Spider-Man, X-Men and the Guardians of the Galaxy. That’s just a fraction of the comic books that award-winning and best-selling author Brian Michael Bendis is currently involved with, and that’s without mentioning his past writing credits on Daredevil, The Avengers and The Fantastic Four.
His work has spawned both film and television, but for Bendis, writing isn’t enough. On top of all of this, he’s finding time to be one of UO’s newest instructors, serving as a professor for the comic book and cartoon studies minor.
“I’m very excited, and I hope I don’t screw it up,” Bendis said.
Bendis’ class will offer an exclusive look into how the comic book industry works.
“It’s everything. It’s a nuts and bolts class,” Bendis said. “It’s the nuts and bolts of how comics are made on a mainstream level and how they’re made on an independent level. Some people think you need a team of hundreds, but you don’t. You just need you and the initiative.”
Bendis is an adamant believer in the idea that the writing experience is individually unique, so he hopes to have as many perspectives has he can in his class.
“When you’re teaching writing, people think that the class is just me teaching students how to write like me, but really it’s the opposite of that.
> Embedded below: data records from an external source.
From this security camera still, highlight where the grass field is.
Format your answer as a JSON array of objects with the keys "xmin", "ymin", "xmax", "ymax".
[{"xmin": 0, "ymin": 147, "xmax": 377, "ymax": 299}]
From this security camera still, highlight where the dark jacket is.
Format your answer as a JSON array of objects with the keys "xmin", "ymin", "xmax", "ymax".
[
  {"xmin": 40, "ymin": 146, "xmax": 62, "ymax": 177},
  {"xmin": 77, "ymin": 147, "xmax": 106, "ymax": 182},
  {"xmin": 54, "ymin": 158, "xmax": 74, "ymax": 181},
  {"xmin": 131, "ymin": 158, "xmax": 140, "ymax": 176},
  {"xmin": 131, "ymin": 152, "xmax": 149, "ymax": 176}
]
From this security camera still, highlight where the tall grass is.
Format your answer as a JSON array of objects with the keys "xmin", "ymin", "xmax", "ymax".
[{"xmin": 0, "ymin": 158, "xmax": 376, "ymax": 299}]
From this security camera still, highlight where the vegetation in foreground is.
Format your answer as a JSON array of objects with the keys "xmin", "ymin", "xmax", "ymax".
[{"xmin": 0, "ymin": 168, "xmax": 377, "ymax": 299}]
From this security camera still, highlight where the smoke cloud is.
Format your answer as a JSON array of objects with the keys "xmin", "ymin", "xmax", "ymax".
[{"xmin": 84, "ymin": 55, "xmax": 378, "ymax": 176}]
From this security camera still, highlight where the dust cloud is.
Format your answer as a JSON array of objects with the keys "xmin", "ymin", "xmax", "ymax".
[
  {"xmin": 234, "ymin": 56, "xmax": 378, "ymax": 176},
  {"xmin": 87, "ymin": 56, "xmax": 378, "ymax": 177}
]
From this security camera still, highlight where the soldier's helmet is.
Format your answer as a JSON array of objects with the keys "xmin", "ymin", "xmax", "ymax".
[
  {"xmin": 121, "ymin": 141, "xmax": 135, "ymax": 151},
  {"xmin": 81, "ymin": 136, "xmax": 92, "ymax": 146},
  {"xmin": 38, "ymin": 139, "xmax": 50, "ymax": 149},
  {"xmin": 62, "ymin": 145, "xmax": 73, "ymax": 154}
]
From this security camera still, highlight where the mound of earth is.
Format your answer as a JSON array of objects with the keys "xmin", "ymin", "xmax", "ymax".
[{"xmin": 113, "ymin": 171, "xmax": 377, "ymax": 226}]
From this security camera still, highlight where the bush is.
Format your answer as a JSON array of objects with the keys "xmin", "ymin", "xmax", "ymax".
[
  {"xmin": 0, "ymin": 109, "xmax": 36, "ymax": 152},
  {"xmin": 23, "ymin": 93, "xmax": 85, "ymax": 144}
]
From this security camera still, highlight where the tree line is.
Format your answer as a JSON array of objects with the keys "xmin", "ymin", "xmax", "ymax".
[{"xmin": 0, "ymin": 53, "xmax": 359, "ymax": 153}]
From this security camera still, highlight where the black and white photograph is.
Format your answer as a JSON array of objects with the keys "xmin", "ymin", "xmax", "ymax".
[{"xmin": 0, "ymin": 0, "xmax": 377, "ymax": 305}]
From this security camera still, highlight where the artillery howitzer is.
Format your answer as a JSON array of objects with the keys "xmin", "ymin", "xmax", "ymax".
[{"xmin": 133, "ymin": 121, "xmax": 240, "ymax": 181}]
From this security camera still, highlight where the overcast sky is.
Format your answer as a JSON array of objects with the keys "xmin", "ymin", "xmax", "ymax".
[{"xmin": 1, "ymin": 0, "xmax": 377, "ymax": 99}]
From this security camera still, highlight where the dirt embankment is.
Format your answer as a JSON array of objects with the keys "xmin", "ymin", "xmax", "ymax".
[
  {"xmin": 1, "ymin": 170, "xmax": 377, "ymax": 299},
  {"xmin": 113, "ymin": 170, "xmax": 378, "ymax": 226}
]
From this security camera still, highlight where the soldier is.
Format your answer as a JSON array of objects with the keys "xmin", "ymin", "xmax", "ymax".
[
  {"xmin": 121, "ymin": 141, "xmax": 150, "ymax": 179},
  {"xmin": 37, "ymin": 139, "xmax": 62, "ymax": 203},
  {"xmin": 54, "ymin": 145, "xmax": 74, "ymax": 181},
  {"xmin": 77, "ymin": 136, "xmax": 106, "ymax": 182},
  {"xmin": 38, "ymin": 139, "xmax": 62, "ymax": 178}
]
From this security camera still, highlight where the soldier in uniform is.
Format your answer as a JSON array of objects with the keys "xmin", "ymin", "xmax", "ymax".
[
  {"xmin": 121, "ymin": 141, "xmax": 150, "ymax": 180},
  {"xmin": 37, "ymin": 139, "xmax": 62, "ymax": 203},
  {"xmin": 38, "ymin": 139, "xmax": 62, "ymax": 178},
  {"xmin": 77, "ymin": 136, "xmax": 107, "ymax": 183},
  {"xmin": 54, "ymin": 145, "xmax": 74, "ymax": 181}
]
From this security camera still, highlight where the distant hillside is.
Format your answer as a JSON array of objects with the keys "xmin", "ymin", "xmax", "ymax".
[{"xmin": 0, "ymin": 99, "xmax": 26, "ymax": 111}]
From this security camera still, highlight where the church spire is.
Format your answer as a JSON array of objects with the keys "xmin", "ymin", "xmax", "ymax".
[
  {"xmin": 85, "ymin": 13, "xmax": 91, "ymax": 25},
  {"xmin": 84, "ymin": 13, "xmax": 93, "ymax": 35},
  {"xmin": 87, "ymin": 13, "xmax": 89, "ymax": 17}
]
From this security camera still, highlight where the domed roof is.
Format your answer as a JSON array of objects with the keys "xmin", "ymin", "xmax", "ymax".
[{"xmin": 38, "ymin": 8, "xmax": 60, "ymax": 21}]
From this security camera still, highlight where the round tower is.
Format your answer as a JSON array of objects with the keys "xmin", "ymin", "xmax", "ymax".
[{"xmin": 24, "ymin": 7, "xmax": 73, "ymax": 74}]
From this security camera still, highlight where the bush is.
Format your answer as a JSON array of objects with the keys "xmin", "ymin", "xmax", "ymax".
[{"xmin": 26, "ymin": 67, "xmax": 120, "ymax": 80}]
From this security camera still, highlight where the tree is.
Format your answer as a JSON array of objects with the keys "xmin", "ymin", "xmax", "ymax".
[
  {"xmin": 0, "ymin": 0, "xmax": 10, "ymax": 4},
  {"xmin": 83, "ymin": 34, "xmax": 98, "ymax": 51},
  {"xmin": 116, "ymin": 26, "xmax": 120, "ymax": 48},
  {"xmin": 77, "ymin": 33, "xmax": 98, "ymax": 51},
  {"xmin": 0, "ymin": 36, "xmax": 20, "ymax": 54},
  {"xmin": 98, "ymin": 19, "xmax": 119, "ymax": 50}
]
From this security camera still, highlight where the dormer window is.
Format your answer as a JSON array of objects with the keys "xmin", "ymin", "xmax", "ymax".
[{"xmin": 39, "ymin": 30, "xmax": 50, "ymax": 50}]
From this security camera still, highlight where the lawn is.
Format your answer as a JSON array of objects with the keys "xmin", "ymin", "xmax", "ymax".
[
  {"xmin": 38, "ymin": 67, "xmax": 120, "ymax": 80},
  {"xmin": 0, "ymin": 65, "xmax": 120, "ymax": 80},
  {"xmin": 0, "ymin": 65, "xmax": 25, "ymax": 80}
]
I don’t want anyone to write like me,” Bendis said. “I plan on a lot of my friends in the Portland area who are very well-known comic creators to give their perspectives, also. I’m trying to give as many perspectives as I can to the students so that everybody gets a chance to find which one works for them.”
Outside of his writing credentials, Bendis has recent teaching experience from being a professor at Portland State University where he taught a similar class. When Bendis decided to leave PSU, the program director for the comic book and cartoon studies minor, Ben Saunders, called up Bendis to see if he’d be interested in teaching the class at UO.
“[At PSU] I was kind of the only comic book guy there. It made the class stand out, but it also made it really frustrating. Here, there’s a great support system from the professors within the comic minor.”
During his time at PSU, Bendis sought to make the class workshop extensive, believing that that’s the best way to learn about writing.
“I’m a big believer in workshops. It’s the only way you’re going to learn by doing it over and over again,” Bendis said. “We’ll also show some Will Eisner documentaries and some hidden gems from Jack Kirby, pretty much the grandmasters who created this language. We’re going to look at the philosophical history of comics as well as doing plenty of workshop stuff.”
If all goes well, Bendis plans on teaching the class for the foreseeable future, which is something that the majority of comic book enthusiasts are hoping will happen.
“The size of the class is like 20 or so students, and you have to be approved to be in the class by Saunders,” said Sam Koch, a cinema studies and comic and cartoon studies minor. “I currently don’t have the credits for the class, but I still plan on sitting in. The comic book industry is a tricky medium to write for. It’s not as easy as fitting some words in a little bubble.”
Bendis is hoping for nobody to feel like they’re in a bubble while they’re in his class.
“There’s no right or wrong answer to creativity,” Bendis said. “I’m hoping to give the students all kinds of different creative avenues that they’ll be able to explore so that they can get what they need out of the class. You find that little nugget that’ll change their life, so I try to give them as many little nuggets as possible.”